Avoid this logic: a second game (or a third, or) will improve his chances. It arises from the idea that he has some chance to win in each game; therefore when he plays more games those chances must accumulate.*

They don't! Or this would be valid too: "he has some chance to lose in each game, so, as he plays more games, the chance to lose rises to 100%.
+++++++++++++++++++++++++++++++++++++++++++++++++++
Notes:
* The consolation replay scheme is quite distinct from just playing the game repeatedly. When you do that sometimes the Player wins but he NEVER loses because he just plays again.

Repeatedly would be like a night of Poker with one Player allowed to bet play money while the others use real $$$.

++++++++++++++++++++++++++++++++++++++++++++++++++
I sense that we agree now. Perhaps! Many of the posts are difficult to parse.

Yes, XRLQ is right.
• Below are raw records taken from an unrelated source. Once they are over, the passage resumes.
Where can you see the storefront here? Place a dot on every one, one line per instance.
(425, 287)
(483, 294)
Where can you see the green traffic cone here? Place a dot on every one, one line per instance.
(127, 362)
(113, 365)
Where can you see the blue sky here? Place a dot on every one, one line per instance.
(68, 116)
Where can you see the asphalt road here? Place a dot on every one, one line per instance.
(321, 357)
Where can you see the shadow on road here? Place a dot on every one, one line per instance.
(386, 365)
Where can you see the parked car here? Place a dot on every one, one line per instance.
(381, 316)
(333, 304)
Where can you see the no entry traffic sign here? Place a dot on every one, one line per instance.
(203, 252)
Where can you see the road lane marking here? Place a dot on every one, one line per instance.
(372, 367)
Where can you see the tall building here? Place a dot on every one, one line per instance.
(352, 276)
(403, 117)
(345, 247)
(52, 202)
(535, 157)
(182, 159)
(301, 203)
It's quibbling whether you say you "throw out" or declare a "loss" if Monty finds the money. The fact is that if you find yourself in a situation where Monty is PURELY GUESSING and he HAPPENS to open an empty door, in THAT MOMENT (not before), your odds are 50/50.

This is, I confess, even more counter-intuitive than the original problem.

But I can explain it like the original problem in a way that might make sense.

Make it ten doors. You pick one. Monty opens one--empty. Opens another--empty. Opens another--empty. By pure random chance, he's totally and completely guessing, he enver opens the door with the money, until you're finally left with two doors. Your first pick, and the one left.

Get your mind around this: every time he opens a door and it's empty, the odds go up that your door has the money. 1 in 10... 1 in 9... 1 in 8... 1 in 7... 1 in 6.... 5... 4...3... down to 1 in 2.

Note that at the start of the game, your odds were 1 in 10. It's a lousy game and no fun to play because you'll almost always lose. But it illustrates (once again counterintuitive) point.